67v

te kroesen. Waer om dye aern hem gheboot te doden ende sey
de Dwaesheyt isset te singhen aldaer . daert nyemant ho
ren en wil voor waer . Aldus isset oeck dwaesheyt te spreken
daert den ghenen diet horen verdriet Daer om vermaent ons
die wise man Daer gheen horen en is en wilt niet wtstorten dijn
sermoen Jtem. Jnt middel der groter luden en wilt di niet ver=
meten te spreken ende daer oude menschen sijn en wilt niet veel
spreken Ghelijck als die rauen qualiken sanck alsoe dede oeck
een ambaciaet der stat van athenen voor den coninc philippus.

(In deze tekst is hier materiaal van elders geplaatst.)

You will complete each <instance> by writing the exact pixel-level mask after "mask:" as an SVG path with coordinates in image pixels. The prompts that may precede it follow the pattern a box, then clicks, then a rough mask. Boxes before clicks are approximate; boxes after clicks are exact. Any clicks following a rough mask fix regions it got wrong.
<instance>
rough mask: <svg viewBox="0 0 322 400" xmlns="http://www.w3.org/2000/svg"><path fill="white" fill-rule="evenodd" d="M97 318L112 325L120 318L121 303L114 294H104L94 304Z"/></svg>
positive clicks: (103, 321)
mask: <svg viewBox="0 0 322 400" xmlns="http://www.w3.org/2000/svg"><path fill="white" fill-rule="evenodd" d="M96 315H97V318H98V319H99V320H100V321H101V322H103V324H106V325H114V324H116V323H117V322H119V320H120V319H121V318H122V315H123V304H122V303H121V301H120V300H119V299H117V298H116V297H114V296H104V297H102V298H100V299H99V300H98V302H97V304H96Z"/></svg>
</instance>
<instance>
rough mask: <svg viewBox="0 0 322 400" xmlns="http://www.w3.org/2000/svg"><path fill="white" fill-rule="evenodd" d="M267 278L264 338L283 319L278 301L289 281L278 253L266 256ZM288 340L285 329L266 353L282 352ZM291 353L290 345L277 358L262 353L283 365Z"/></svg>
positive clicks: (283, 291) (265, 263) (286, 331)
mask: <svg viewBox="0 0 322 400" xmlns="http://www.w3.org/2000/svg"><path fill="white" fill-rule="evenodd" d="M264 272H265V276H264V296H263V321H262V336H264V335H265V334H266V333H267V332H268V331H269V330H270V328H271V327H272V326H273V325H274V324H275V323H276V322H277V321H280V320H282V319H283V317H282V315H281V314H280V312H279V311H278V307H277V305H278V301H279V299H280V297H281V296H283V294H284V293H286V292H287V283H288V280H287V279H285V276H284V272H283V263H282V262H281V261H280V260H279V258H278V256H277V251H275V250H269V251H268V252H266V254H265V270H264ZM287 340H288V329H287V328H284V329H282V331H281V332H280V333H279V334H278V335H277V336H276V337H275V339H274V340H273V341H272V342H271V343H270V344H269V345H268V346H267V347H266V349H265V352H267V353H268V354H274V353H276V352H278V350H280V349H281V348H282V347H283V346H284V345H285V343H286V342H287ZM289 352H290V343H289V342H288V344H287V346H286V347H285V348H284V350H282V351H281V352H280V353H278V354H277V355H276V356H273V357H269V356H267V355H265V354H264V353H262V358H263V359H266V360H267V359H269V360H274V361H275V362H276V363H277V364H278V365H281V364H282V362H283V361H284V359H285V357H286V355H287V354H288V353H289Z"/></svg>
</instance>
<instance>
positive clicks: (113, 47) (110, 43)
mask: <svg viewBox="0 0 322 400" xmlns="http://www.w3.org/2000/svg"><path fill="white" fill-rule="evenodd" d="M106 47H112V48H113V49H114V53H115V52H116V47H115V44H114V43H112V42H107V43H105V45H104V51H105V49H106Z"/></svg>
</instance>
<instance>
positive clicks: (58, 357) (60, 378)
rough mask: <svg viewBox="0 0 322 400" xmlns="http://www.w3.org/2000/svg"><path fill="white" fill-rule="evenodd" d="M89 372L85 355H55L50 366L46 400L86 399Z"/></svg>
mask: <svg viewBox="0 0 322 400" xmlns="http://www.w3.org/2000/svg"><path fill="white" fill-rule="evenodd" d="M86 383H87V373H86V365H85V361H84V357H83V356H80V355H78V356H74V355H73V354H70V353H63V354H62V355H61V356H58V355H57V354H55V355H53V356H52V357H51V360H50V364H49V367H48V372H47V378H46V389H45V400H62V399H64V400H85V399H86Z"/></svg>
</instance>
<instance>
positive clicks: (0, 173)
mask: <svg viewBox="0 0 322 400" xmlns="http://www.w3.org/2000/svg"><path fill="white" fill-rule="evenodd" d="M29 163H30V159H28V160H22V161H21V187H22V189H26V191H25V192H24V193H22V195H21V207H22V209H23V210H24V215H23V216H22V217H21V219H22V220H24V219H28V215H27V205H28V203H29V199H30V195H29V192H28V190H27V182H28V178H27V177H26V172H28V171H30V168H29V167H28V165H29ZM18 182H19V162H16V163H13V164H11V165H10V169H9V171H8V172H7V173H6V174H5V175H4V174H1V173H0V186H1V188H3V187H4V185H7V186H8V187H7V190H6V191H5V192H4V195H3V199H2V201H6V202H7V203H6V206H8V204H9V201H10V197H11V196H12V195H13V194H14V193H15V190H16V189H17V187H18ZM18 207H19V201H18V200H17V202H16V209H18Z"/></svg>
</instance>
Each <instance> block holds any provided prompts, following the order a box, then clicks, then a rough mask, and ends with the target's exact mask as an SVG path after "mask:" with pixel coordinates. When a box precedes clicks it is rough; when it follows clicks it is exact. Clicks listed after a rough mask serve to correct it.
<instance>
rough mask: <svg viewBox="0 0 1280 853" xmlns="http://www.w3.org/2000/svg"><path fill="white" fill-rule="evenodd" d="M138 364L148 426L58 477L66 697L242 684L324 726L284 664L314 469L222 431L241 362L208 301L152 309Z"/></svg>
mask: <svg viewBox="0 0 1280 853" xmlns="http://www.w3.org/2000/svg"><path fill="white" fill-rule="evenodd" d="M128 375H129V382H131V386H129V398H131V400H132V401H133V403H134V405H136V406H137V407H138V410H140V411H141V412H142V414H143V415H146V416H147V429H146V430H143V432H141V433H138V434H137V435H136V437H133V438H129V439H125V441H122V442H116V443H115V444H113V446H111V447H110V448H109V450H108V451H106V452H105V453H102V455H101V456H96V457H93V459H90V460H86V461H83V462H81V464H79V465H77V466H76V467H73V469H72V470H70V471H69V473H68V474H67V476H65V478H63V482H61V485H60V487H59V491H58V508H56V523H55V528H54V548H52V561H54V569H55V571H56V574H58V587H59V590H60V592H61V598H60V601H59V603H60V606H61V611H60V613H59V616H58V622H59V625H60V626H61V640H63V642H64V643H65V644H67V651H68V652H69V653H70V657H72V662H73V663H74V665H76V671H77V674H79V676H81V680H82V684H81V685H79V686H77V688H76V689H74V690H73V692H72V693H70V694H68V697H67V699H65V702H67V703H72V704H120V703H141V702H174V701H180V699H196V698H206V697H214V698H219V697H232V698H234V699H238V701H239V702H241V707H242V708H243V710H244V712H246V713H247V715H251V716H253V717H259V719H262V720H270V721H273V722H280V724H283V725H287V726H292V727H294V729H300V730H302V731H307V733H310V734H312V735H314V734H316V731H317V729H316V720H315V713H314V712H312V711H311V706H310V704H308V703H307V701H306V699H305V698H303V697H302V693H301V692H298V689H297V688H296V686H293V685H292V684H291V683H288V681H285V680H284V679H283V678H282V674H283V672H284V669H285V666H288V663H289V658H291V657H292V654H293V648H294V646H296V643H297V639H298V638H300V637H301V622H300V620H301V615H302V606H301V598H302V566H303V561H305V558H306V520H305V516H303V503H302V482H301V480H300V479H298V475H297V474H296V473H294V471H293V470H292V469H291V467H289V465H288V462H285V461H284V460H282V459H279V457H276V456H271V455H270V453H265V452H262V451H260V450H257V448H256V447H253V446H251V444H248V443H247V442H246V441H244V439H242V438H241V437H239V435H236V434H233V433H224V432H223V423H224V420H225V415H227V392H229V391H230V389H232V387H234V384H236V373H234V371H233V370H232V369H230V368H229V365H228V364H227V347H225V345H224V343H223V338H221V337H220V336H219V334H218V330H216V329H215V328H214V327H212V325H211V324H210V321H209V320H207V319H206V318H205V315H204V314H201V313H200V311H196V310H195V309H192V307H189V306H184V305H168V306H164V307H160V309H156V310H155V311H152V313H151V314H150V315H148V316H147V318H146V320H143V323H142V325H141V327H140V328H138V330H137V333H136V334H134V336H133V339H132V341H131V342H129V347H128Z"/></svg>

Als seneca scrijft int derde boeck vanden toorn Dat als die bo
den der stat van athenen voor den coninck quamen ende hi hoor
boetscap minliken hadde ghehoort seyde hi Segt mi wat sou
de ick doen moghen dat der stat van athenen ghenaem waer.
Doe antwoorden democritus een vanden legaten. dattu ghe
hanghen waerste dat soude dyen van athenen seer ghenaem
wesen : Ende doe die daer by stonden toornich worden ende
hem dootslaen wouden gheboet den coninck datmen hem on=
ghepijnt soude laten . Ende seyde den andere ambaciatoren:
Bootscapt die van athenen dat si veel houaerdigher sijn die dit
ontbieden ende segghen dan diet verduldeliken horen
¶ Van den ouvaer ende die swaluwe Dyalogus lxvij.
0190.8302 067v 1
HOghe op enen toorn had dye ouvaer een nest ghe=
maect ende die swaluwen nestelden oec daer bin=
nen: Mer die swaluwe riep dicwijl ende maecten seer

te krassen, waarop de arend gebood hem te doden. Hij zei: “Het is dwaasheid om daar te zingen waar niemand echt wil luisteren.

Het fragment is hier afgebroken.